Bienal é retrato de uma produção artística que ficou no passado

Morto em 2014, Aníbal Lopez é o único verdadeiro artista do século 21 em toda a mostra

Se você for à Bienal, comece pelo último andar. 

Lá estão as salas consagradas a Aníbal López (A-1 53167): o número entre parênteses que faz parte de seu nome é o de sua carteira de identidade na Guatemala. Com esse número, a identidade, neutralizada e objetivada, escapa a referências nacionais ou culturais. 

Morto em 2014, aos 50 anos, ele é, em toda a Bienal, o único verdadeiro artista do século 21. 

Modelou bonequinhos de barro como os da arte popular, empregou as práticas abstratas e tantas vezes estéreis da arte conceitual, fez intervenções públicas diversas, obrigando-nos a intuir com intensidade tanto a violência coletiva quanto o caráter irrisório do próprio universo artístico.

Os pequenos personagens de barro têm aspecto delicado e fatura elegante. Pertencem à série “Antologia da Violência na Guatemala”. Seus títulos expressivos são: “Mutilação”, “Linchamento”, “Aborto”, “Suicídio”, “Tonel Cimentado”. 

O fascínio que exercem, a percepção irônica trazida pela finura da forma em contraste com o tema, conduzem, sem remédio, à percepção daquilo que vivem as pessoas no quotidiano da Guatemala, e que se assemelha ao que se passa no Brasil.

De suas intervenções e performances, menciono a intitulada “500 Caixas Contrabandeadas do Paraguai ao Brasil”. Aníbal López (A-1 53167) contratou contrabandistas da fronteira, que empacotaram 500 caixas de papelão vazias em sacos de lixo pretos.

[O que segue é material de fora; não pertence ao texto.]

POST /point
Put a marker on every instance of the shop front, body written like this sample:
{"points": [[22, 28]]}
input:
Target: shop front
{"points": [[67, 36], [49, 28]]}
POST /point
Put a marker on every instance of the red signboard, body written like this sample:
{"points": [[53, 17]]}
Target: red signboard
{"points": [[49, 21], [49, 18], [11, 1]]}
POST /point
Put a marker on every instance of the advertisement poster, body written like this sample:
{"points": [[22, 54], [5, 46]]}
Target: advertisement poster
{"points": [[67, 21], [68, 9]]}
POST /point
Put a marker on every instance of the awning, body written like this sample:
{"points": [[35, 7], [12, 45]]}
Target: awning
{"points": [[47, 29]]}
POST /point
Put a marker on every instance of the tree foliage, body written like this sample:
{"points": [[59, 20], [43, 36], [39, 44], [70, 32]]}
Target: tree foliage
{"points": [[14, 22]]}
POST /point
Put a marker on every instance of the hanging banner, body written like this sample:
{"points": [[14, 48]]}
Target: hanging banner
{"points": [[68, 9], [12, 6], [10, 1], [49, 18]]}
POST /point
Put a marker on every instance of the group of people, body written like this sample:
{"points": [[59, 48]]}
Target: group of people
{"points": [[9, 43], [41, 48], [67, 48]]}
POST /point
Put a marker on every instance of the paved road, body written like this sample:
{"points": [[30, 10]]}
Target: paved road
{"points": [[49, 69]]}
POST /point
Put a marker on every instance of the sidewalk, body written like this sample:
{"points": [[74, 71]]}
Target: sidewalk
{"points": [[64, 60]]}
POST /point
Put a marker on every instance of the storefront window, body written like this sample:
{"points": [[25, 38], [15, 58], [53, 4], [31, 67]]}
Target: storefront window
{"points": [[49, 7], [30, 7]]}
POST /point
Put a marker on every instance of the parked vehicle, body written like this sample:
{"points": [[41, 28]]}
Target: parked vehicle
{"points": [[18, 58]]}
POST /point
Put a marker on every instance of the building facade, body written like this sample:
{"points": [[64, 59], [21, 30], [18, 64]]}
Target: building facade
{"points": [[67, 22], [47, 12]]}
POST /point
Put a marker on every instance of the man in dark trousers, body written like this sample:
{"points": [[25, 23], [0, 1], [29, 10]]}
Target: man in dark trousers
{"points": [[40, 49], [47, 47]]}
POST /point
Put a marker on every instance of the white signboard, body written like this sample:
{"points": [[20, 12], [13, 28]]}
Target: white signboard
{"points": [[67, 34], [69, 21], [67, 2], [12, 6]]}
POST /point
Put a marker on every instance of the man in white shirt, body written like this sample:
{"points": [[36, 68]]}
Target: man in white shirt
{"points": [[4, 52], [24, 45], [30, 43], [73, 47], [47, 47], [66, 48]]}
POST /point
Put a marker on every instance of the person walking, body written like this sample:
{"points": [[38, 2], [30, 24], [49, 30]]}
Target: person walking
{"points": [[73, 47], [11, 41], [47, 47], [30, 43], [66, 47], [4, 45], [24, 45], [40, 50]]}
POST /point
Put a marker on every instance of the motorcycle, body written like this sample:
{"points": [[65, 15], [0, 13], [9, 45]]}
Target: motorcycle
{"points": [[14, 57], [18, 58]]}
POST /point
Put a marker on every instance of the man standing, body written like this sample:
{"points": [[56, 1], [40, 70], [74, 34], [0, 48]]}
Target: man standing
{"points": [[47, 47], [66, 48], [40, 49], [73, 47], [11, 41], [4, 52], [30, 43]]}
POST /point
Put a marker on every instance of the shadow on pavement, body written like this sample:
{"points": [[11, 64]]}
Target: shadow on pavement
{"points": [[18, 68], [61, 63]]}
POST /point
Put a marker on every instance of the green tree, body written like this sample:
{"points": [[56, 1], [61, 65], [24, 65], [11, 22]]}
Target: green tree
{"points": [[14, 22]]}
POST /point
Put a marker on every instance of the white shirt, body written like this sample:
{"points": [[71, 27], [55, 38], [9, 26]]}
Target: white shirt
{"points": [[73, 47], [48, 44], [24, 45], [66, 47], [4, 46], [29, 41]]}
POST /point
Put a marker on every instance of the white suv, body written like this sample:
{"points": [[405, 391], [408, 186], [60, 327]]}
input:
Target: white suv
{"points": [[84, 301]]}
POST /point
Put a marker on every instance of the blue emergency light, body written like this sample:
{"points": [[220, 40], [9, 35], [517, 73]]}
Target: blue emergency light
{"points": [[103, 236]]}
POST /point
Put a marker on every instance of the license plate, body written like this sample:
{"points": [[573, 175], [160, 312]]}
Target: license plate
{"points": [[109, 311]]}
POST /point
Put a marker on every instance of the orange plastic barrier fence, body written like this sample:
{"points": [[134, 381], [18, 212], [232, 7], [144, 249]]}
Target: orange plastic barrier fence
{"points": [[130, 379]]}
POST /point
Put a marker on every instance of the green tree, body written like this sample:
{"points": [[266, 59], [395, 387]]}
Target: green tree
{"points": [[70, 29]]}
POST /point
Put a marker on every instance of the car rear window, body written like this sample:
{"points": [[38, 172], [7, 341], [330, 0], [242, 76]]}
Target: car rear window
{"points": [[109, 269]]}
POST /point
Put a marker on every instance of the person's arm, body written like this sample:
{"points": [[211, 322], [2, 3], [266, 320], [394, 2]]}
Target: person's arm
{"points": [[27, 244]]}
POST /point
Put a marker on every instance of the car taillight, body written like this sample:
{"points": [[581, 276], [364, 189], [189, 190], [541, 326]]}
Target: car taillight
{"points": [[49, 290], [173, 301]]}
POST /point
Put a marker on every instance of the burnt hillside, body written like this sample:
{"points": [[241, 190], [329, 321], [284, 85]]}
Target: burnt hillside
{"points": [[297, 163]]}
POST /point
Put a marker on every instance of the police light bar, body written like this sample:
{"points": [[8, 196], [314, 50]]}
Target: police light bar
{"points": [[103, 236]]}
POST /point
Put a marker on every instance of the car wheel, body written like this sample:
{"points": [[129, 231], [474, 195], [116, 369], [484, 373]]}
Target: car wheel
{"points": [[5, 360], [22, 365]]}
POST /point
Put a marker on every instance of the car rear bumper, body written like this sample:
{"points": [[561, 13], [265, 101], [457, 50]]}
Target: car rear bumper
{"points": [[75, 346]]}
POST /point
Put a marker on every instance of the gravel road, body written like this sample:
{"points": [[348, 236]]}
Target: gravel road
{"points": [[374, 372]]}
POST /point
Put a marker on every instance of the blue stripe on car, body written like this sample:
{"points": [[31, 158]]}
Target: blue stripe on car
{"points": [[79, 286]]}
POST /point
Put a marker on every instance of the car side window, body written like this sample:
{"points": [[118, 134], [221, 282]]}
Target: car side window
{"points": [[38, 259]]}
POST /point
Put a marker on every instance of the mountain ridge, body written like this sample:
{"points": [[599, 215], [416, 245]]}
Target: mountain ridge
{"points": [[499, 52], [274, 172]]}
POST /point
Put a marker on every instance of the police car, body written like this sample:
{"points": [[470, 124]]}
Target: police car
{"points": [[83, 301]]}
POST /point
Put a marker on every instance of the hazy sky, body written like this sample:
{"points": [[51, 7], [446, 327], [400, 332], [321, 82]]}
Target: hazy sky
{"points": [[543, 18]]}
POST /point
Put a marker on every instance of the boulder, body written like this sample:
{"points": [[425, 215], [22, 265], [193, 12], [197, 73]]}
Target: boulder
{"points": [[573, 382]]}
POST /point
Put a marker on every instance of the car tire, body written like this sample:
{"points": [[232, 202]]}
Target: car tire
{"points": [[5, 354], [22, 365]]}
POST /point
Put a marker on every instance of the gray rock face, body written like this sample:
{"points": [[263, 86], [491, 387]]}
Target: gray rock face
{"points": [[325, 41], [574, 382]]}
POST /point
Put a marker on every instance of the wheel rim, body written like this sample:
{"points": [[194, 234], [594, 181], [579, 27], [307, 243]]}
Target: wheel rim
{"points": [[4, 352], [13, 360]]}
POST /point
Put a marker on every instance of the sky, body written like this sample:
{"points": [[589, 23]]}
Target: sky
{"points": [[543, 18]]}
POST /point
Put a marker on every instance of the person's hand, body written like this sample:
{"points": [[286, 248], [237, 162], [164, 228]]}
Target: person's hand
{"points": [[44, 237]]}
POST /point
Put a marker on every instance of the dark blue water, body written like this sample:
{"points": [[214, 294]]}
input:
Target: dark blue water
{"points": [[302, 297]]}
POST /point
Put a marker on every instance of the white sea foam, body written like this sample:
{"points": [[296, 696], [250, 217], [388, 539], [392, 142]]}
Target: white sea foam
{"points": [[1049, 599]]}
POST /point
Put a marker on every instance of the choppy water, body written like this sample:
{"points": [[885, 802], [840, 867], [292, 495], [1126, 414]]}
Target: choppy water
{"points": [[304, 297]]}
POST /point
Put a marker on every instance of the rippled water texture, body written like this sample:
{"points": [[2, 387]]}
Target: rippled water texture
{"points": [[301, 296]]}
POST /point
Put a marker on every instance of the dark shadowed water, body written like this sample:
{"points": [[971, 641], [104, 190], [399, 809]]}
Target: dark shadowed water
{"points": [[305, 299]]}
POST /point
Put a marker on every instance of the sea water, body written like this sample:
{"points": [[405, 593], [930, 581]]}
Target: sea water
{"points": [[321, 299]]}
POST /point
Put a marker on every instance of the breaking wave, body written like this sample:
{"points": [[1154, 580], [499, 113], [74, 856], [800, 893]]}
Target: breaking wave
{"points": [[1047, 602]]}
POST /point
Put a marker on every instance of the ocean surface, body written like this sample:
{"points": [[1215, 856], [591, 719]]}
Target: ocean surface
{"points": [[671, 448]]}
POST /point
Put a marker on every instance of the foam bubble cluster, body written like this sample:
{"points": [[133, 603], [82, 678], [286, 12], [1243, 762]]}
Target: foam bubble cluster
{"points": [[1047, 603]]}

Junto com outros objetos (estes autênticos), elas foram levadas de um porto clandestino em barco a remo e terminaram em Porto Alegre. 

Lá, essas caixas constituíram uma grande escultura, que foi apresentada na 6ª Bienal do Mercosul, em 2007. Tudo documentado com fotos e vídeo.

A experiência das ficções legais, das regras solenes e ineficazes, engendram organizações criminosas muito eficientes e tão conhecidas que é facílimo contratar seus serviços. 

O que sabemos sobre corrupção de autoridades pactuando com as práticas paralelas, sobre a impotência de nossa sociedade diante da aplicação das leis, sobre o cinismo dessa mesma sociedade consumindo produtos ilegais, e mesmo sobre o próprio vazio humano desse consumo, tudo isso, diante da obra, deixa de ser um conhecimento distante e abstrato, amortecido em nossa alma, para se tornar uma emoção dolorosa.

De Aníbal López (A-1 53167) lembro mais um vídeo, “Testimonio” (testemunho), filmado na Documenta de Kassel, em 2012. Um assassino profissional da Guatemala se dispôs a responder, por trás de uma tela que o ocultava, todas as perguntas feitas pela audiência. O vídeo está no YouTube. 

"Testimonio" (testemunho), de Aníbal López
"Testimonio" (testemunho), de Aníbal López - Divulgação

Em sua fala, os assassinatos tornam-se naturais, normais e necessários. Essa situação que causa calafrios na espinha é reforçada pela participação dos espectadores, tranquilos diante do estado caótico do mundo, e mais ainda da América Latina, que se transfigura ali em arte.

No último andar da Bienal está também o conjunto “Os Aparecimentos”, que Waltercio Caldas organizou. Belas obras ligam-se entre si num modo poético e íntimo. 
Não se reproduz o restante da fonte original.